KUALA LUMPUR, 29 May 2009 - Zarina fluently reads a passage from one of her text books as her classmates listen. It is hard to imagine that just a few months ago, the 14-year-old refugee did not even recognize the alphabet. Zarina is a Rohingya living in Malaysia, whose family fled persecution in Myanmar before she was born. She never attended school until a year ago when UNHCRu set up a school for refugee children in her neighbourhood. For most of the Rohingya children in her class, just writing their own names had been a challenge, let alone reading story books and doing arithmetic. Like most of the 5,400 Rohingya refugee children in Malaysia, they have not received basic education due to financial and bureaucratic obstacles.
The UN refugee agency partnered with a non-governmental organization, the Taiwan Buddhist Tzu-Chi Foundation, to open five new education centres within the Klang Valley, serving some 400 Rohingya refugee children. The project received funding from the United States government, bringing education to the Rohingya community on an unprecedented scale in Malaysia.
After nearly two decades in Malaysia without education for their children, Malaysia's 15,400 Muslim Rohingya refugees from north-east Myanmar are especially hungry for formal schooling.
"Our children have grown up without knowing how to read and write," says Zarina's mother, who has four children in the new school. "They must know how to count. They must know science and geography. What future will our Rohingya children have without knowledge?"
"When I was Zarina's age, I had no education," she continues. "I became a mother when I was very young. I want Zarina to have a better life."
Brittocia Arulanthu, a UNHCR community services officer, says "the absence of basic education among refugee children will become a handicap for them as they grow up, inhibiting their access to opportunities to better their lives."
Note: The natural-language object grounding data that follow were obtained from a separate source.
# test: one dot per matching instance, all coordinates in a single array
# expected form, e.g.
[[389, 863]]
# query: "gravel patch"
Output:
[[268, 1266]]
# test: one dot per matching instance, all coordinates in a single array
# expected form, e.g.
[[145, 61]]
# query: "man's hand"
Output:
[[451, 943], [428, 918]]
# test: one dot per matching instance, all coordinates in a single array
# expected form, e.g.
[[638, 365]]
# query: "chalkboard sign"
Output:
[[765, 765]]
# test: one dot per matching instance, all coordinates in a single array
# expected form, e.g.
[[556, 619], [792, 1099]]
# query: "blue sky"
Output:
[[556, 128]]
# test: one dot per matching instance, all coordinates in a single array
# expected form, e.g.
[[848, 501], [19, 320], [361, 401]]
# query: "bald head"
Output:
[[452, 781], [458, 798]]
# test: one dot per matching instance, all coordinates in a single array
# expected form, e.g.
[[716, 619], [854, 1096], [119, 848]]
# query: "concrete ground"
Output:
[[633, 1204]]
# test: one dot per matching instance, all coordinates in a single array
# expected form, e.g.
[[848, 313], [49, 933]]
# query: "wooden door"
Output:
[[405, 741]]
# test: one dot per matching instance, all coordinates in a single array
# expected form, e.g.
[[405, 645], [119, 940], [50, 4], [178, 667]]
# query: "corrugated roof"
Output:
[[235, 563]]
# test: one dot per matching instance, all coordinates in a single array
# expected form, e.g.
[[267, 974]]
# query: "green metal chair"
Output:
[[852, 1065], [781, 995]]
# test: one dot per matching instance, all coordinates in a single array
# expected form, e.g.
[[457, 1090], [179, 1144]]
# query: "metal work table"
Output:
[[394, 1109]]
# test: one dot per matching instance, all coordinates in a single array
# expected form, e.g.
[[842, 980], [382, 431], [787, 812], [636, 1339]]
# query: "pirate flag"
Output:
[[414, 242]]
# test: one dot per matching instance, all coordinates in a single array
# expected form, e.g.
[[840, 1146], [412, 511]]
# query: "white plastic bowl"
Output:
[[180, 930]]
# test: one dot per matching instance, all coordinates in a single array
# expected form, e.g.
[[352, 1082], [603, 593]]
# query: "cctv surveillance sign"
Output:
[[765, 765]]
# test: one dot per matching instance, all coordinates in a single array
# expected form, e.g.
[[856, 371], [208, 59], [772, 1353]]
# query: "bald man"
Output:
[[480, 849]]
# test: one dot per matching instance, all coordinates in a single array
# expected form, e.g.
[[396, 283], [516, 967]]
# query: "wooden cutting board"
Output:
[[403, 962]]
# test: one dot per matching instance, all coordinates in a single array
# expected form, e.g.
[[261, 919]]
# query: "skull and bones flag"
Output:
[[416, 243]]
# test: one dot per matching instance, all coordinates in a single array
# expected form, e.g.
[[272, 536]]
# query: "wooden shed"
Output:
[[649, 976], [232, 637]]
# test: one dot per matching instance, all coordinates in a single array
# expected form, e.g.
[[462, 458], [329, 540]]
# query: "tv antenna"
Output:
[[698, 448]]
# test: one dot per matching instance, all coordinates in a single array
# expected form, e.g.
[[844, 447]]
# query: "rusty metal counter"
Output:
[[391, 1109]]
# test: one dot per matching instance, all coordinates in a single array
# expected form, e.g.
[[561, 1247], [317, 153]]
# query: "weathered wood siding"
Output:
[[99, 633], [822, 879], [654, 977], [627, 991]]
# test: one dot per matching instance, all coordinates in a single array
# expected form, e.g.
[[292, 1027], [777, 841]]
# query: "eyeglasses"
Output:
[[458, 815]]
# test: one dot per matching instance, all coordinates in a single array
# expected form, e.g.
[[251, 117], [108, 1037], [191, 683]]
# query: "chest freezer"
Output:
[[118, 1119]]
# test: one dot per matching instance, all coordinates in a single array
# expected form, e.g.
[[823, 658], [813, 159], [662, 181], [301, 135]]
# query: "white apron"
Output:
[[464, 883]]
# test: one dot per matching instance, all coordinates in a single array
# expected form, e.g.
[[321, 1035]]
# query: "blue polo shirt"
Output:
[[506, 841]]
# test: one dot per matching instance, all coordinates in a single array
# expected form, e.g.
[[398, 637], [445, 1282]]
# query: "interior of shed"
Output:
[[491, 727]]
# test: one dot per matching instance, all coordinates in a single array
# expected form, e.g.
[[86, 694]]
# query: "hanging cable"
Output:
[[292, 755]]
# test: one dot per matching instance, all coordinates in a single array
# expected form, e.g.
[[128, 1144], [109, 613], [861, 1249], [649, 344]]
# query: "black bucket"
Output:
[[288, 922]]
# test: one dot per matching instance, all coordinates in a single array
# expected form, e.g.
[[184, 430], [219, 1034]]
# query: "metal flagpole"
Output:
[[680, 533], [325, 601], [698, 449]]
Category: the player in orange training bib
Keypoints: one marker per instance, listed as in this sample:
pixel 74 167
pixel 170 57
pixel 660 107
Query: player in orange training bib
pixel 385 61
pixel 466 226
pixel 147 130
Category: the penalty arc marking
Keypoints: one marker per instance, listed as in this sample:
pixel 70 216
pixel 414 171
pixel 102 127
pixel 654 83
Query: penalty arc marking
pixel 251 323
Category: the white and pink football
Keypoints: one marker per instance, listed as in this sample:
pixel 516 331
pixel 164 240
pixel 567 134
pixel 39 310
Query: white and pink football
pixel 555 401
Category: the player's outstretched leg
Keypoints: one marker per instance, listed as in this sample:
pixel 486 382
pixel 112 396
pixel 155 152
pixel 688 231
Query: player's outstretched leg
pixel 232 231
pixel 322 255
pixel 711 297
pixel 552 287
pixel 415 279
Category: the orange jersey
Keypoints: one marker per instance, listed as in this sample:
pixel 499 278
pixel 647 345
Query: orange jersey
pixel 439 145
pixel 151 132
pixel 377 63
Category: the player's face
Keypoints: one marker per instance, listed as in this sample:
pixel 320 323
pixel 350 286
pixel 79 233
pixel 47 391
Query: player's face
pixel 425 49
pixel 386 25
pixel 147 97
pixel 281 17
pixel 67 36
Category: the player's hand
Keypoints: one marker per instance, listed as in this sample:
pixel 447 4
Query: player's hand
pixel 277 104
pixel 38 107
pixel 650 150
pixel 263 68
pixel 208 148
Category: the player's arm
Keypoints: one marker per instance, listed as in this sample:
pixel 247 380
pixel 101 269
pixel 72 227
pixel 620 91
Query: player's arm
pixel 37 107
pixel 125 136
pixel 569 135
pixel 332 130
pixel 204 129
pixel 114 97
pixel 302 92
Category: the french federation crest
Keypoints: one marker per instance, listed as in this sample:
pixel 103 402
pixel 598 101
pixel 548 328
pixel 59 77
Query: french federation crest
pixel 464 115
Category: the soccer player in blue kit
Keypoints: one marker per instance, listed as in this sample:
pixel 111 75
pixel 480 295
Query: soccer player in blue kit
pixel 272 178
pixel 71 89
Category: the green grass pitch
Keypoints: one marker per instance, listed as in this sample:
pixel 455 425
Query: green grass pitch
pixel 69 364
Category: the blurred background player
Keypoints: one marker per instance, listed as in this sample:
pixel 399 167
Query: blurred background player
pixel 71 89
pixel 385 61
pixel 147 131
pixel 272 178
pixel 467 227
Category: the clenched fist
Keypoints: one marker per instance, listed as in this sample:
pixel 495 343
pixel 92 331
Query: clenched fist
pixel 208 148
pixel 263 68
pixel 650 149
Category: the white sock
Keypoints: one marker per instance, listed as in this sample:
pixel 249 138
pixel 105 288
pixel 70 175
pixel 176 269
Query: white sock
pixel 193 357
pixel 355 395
But "attending school provides continuity and normalization for refugee children who generally live in vulnerable conditions," she adds.
In Malaysia, there are some 8,000 refugee children of school-going age (from all ethnicities, including Rohingya), but UNHCR estimates that less than a third of them have access to any kind of education.
Many refugee communities resort to setting up their own schools, which, however, lack qualified teachers and basic books. The UNHCR-Buddhist Tzu-Chi education project provides structured teaching materials and permanent trained teachers - including many Rohingya teachers.
"Not all the children know how to read and write and this makes it very difficult to teach them," says Rohingya teacher Umar Arif. "But they are very interested in school." Behind him, his students of varying ages take turns to write down numbers from one to 10 on the white board. The pace is slow, but allows everyone to catch up.
Fifteen-year-old Ali is a good student, smart and conscientious in his studies. He has high hopes of holding a big position in an office one day. But for now, he does odd jobs at a grocery store after school every day to help his family make ends meet. He's not even able to tackle his homework until he returns home after nine at night.
"I never had an opportunity for school before, so even though I have to work at night to make money for my family, I will still go to school," says Ali. He refuses to miss a day of classes.
Zarina often has to walk the 10 kilometres to her school as the bus is unreliable. But, like Ali, she is determined to attend every class. "I like learning new things. Now that I can read, I have learnt so much about the world," she says. "If I attend school, when I grow up, I can find a good job. Maybe I can be an engineer."